This is an example of how to use survey design weights with linear mixed models using the lmer() function. It follows the logic of:

[“Carle, 2009”] (http://www.biomedcentral.com/1471-2288/9/49)

library(lme4)
## Loading required package: Matrix
## Loading required package: Rcpp
library(car)

#load brfss from github
library(RCurl)
## Loading required package: bitops
url<-"https://raw.githubusercontent.com/coreysparks/data/master/brfss_11.csv"
brfss_11<-getURL(url)
brfss_11<-read.csv(textConnection(brfss_11), header=T, dec=",")
nams<-names(brfss_11)
newnames<-gsub("_", "", nams)
names(brfss_11)<-tolower(newnames)

brfss_11$statefip<-sprintf("%02d", brfss_11$state )
brfss_11$cofip<-sprintf("%03d", brfss_11$cnty )
brfss_11$cofips<-paste(brfss_11$statefip, brfss_11$cofip, sep="")

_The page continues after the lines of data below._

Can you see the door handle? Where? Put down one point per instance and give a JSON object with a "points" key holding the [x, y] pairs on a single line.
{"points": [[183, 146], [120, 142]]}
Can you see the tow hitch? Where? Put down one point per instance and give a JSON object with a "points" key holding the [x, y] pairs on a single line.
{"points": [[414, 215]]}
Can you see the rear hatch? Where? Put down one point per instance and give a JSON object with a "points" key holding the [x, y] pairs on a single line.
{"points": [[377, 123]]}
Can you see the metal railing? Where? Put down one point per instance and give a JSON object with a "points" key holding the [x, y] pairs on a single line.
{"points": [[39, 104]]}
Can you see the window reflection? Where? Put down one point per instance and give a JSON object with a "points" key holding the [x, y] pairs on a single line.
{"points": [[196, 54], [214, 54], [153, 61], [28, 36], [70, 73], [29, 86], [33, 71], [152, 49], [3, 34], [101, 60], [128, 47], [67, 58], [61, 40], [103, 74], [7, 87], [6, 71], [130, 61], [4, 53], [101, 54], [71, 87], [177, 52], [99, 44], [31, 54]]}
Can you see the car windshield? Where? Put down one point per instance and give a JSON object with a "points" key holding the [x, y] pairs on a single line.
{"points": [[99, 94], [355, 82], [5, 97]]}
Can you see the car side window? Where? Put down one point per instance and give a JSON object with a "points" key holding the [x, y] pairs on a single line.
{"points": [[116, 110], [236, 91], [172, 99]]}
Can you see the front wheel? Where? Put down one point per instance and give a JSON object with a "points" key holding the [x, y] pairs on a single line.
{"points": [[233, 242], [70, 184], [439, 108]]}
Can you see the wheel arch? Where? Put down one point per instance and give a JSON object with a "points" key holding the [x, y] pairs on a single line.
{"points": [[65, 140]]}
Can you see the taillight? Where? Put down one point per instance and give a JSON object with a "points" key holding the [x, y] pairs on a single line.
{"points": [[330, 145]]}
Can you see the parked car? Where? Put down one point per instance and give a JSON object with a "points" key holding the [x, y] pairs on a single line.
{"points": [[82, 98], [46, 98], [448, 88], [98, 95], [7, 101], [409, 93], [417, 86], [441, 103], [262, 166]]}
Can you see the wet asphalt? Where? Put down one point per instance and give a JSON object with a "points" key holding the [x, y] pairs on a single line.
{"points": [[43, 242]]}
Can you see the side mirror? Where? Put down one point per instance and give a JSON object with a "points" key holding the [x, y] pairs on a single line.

#just for brevity, I just select TX respondents with non missing weights
brfss_11<-brfss_11[is.na(brfss_11$cntywt)==F,]
#insurance
brfss_11$ins<-ifelse(brfss_11$hlthpln1==1,1,0)
#smoking currently
brfss_11$smoke<-recode(brfss_11$smoker3, recodes="1:2=1; 3:4=0; else=NA")
#low physical activity
brfss_11$lowact<-recode(brfss_11$pacat, recodes="1:2=0; 3:4=1; else=NA")
#high blood pressure
brfss_11$hbp<-recode(brfss_11$bphigh4, recodes="1=1; 2:4=0; else=NA")
#high cholesterol
brfss_11$hc<-recode(brfss_11$toldhi2, recodes="1=1; 2=0; else=NA")
#bmi
brfss_11$bmi<-ifelse(is.na(brfss_11$bmi5)==T, NA, brfss_11$bmi5/100)
#poor or fair health
brfss_11$badhealth<-ifelse(brfss_11$genhlth %in% c(4,5),1,0)

#race
brfss_11$black<-recode(brfss_11$racegr2, recodes="2=1; 9=NA; else=0", as.factor.result=T)
brfss_11$white<-recode(brfss_11$racegr2, recodes="1=1; 9=NA; else=0", as.factor.result=T)
brfss_11$other<-recode(brfss_11$racegr2, recodes="3:4=1; 9=NA; else=0", as.factor.result=T)
brfss_11$hispanic<-recode(brfss_11$racegr2, recodes="5=1; 9=NA; else=0", as.factor.result=T)

#have a personal doctor?
brfss_11$doc<-recode(brfss_11$persdoc2, recodes="1:2=1; 3=0; else=NA", as.factor.result=F)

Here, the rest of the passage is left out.